# My First Russian Watch



## juraydeah (Sep 4, 2008)

Been checking out Russian watches in a store and the net. Just wanted something different from all the swiss watches I nomally see. A friend of mine sold me this but I dont much about it, neither did he. It was only sold to him by someone who needed money then he sold it to me. Can anyone tell me something about this, like what year and maybe how good they are and/ or anything else about this interesting watch. thanks for the help.

http://s393.photobucket.com/albums/pp20/ju...nt=IMG_0004.jpg


----------



## mel (Dec 6, 2006)

Welcome to the forum. Well, it's a Poljot - but you knew that much from the dial :lol: Poljot means "Flight" in Russian, the watch would have been made by the First Moscow Watch factory, and probably dates from the sixties onwards. It's most likely a caliber 2614, 17 jewels movement, manual wind, one of many different "dressy" cases used by Poljot throughout the period.

Usually reliable, not of any great value, good everyday dressy watch. You may want to check the sides and back of the case to see if there are any markings to indicate if it's gold plated or gold - this might be "AU xxx" or similar. Otherwise it's Goldtone. 

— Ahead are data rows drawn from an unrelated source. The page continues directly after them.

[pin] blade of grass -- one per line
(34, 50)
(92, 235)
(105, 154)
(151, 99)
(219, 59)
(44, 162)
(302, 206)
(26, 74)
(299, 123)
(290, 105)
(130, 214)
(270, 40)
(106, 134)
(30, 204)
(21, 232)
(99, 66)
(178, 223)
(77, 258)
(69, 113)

Hope this helps a bit :yes:


----------



## juraydeah (Sep 4, 2008)

Hi Mel,

Thanks for the info and the welcome. but the watch says that is 29 Jewels and the side says Au 20m, it is an automatic. thanks again if you have additional info.

Been enjoying the watch. am not really after the monetary value.

juray


----------



## Xantiagib (Apr 22, 2005)

Very nice model.... I often wonder why the fashion for large watches came along when theres so many smart sensible sized ones around.


----------



## mel (Dec 6, 2006)

Hi again, the AU 20m means its Gold Plated to 20 microns thickness. The higher jewel count is because it's an auto movement, and it may well be a bittie later (i.e. younger) than I suggested as an auto. Wear it and enjoy! as I'm sure you will, it's a nice dressy watch :yes: :lol:

Most if not all Russian watches are extremely good value workaday watches, well built and reliable. Poljot are also known for producing Chronograph watches using the 3133 movement, lots of the guys on here have one or more Poljot watches or Chronos.


----------



## juraydeah (Sep 4, 2008)

Thank you for the details, it is greatly appreciated.


----------